Она знала, что судить о том, как прожил на этом свете человек, можно лишь после того, как истечет последний миг его жизни, когда он отыграет свою роль до конца, когда Великий Режиссер позволит ему покинуть подмостки. Старик исполнил свою роль безупречно. Она присутствовала при этом финале и видела улыбку на его лице, угасшую лишь в последний миг. Он улыбался ей, стараясь смягчить боль разлуки, и врачи поражались его самообладанию. «Кто умеет в этой жизни владеть собой, тому и смерть не страшна», — говорил он частенько, и достоинство, которое все признавали за ним, даже заклятые его враги, не покинуло старика до самой смерти.
— Я ухожу, Анна, — сказал он ей, и эти слова поразили ее. Никогда она не слышала от него слов прощания — она сама могла куда угодно уехать, но отец никогда не оставлял ее.
— Нет, этого не может быть, — наклонившись, сказала она ему, но старик в ответ лишь грустно кивнул головой.
— Я счастлив, что у меня такая дочь. На тебя только я надеюсь.
При этих словах отец потерял сознание. Профессор Конти, дежуривший у его постели, взял узловатую руку старика и, пощупав пульс, покачал головой. Казалось, все кончено, но дрогнуло еще раз холодеющее лицо.
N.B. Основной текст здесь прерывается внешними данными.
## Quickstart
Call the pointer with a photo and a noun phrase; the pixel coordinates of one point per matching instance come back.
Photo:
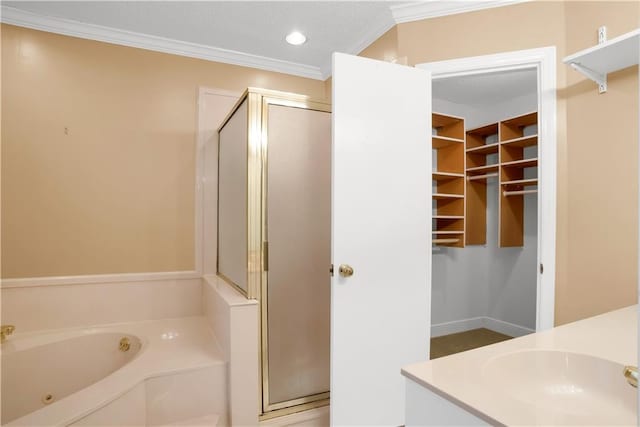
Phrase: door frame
(544, 60)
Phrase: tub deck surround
(470, 380)
(170, 346)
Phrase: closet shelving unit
(498, 150)
(448, 177)
(482, 164)
(606, 57)
(516, 176)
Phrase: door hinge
(265, 256)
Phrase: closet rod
(518, 193)
(474, 177)
(436, 241)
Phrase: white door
(381, 227)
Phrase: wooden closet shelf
(484, 149)
(444, 241)
(518, 192)
(482, 169)
(487, 130)
(445, 176)
(525, 141)
(438, 142)
(440, 120)
(522, 121)
(521, 182)
(444, 196)
(525, 163)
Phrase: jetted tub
(173, 371)
(34, 377)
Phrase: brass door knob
(345, 270)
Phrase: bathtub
(38, 376)
(138, 374)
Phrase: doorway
(500, 283)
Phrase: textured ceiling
(256, 28)
(487, 88)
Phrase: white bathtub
(172, 371)
(35, 377)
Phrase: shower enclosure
(274, 208)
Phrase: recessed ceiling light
(296, 38)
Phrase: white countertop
(462, 378)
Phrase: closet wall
(485, 281)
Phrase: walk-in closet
(485, 209)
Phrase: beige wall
(98, 153)
(597, 135)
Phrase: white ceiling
(487, 88)
(249, 33)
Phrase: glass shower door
(296, 322)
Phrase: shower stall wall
(274, 226)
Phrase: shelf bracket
(599, 78)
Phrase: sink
(570, 388)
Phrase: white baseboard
(448, 328)
(506, 328)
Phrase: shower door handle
(345, 270)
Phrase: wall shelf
(521, 164)
(445, 176)
(444, 196)
(444, 141)
(607, 57)
(482, 169)
(521, 182)
(484, 149)
(448, 178)
(522, 142)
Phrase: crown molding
(416, 11)
(374, 31)
(13, 16)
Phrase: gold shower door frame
(259, 101)
(307, 402)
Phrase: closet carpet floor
(463, 341)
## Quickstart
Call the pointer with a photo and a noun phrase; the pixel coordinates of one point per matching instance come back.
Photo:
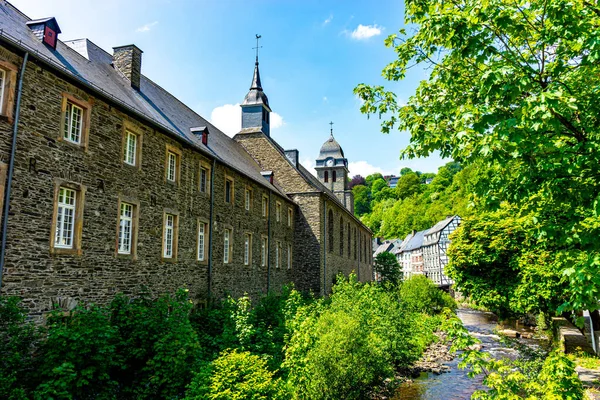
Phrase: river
(455, 384)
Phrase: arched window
(330, 230)
(341, 236)
(349, 254)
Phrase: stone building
(109, 184)
(435, 250)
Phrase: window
(265, 206)
(247, 249)
(248, 199)
(172, 164)
(65, 218)
(229, 190)
(264, 249)
(349, 240)
(8, 78)
(130, 156)
(341, 236)
(125, 228)
(204, 178)
(330, 230)
(226, 246)
(201, 241)
(73, 123)
(170, 236)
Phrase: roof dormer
(46, 29)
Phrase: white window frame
(203, 179)
(2, 85)
(168, 250)
(171, 166)
(130, 151)
(69, 135)
(264, 246)
(226, 245)
(247, 248)
(201, 241)
(265, 207)
(248, 199)
(64, 237)
(126, 228)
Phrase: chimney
(201, 131)
(268, 175)
(128, 60)
(292, 155)
(46, 29)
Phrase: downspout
(11, 168)
(269, 245)
(210, 226)
(325, 238)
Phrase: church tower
(332, 171)
(255, 108)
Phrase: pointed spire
(256, 78)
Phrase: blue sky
(314, 53)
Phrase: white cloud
(309, 164)
(147, 27)
(228, 118)
(364, 169)
(363, 32)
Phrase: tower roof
(256, 96)
(331, 148)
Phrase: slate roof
(414, 242)
(440, 225)
(331, 148)
(92, 67)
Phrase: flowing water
(456, 385)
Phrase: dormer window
(46, 29)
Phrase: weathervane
(257, 46)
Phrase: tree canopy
(513, 89)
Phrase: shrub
(236, 375)
(346, 347)
(420, 295)
(18, 340)
(77, 356)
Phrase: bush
(347, 346)
(18, 341)
(420, 295)
(236, 375)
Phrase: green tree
(362, 201)
(387, 265)
(513, 89)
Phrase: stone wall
(97, 272)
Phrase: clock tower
(332, 171)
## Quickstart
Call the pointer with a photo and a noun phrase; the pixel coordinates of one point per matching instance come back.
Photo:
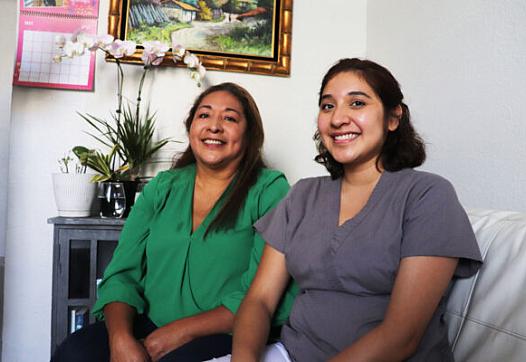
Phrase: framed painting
(247, 36)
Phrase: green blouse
(164, 270)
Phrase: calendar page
(41, 21)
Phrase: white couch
(487, 312)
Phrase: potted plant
(74, 192)
(127, 136)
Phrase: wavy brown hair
(403, 147)
(252, 161)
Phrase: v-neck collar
(200, 230)
(336, 186)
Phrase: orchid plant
(129, 135)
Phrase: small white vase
(74, 194)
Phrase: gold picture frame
(275, 64)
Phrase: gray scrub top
(346, 273)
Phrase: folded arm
(419, 286)
(252, 323)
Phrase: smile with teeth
(209, 141)
(345, 137)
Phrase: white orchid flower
(103, 42)
(60, 41)
(119, 48)
(86, 40)
(191, 60)
(154, 52)
(178, 52)
(194, 75)
(57, 58)
(73, 49)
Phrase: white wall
(462, 66)
(44, 126)
(7, 59)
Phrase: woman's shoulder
(164, 180)
(419, 183)
(311, 183)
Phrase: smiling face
(351, 121)
(217, 131)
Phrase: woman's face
(351, 121)
(217, 131)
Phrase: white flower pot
(75, 195)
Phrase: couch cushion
(487, 312)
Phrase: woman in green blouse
(188, 251)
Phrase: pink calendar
(41, 21)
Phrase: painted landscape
(243, 27)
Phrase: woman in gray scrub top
(373, 247)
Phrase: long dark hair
(251, 163)
(403, 147)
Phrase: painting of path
(239, 27)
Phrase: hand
(165, 339)
(127, 349)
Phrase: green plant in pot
(128, 135)
(73, 190)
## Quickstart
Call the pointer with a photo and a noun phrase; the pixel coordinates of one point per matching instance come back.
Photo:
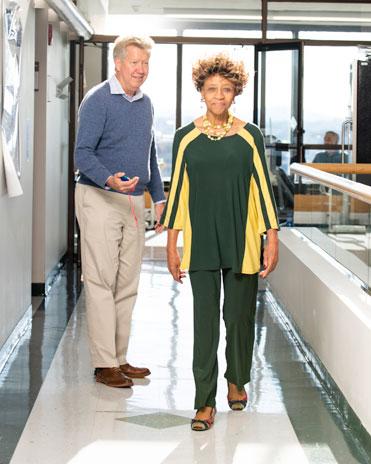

— Позовите священника, — неожиданно сказал старик.
— Монсиньора Пазини?
— Нет, священника. Любого. Первого, кто попадется.
И это были его последние слова.
Анна закусила губу: ей было мучительно больно, но слез у нее не было. За все время после кончины отца она не обронила ни слезинки.
«Хорошая дочь, — она усмехнулась, глядя перед собой в темноту. — К чему придавать такое значение кровным узам?.. Я не твоя дочь, и ты не мой отец, но разве ты перестал бы любить меня, узнай ты об этом?.. Бог свидетель, я любила тебя так, как ни одна дочь не любила своего отца. Бог свидетель!..»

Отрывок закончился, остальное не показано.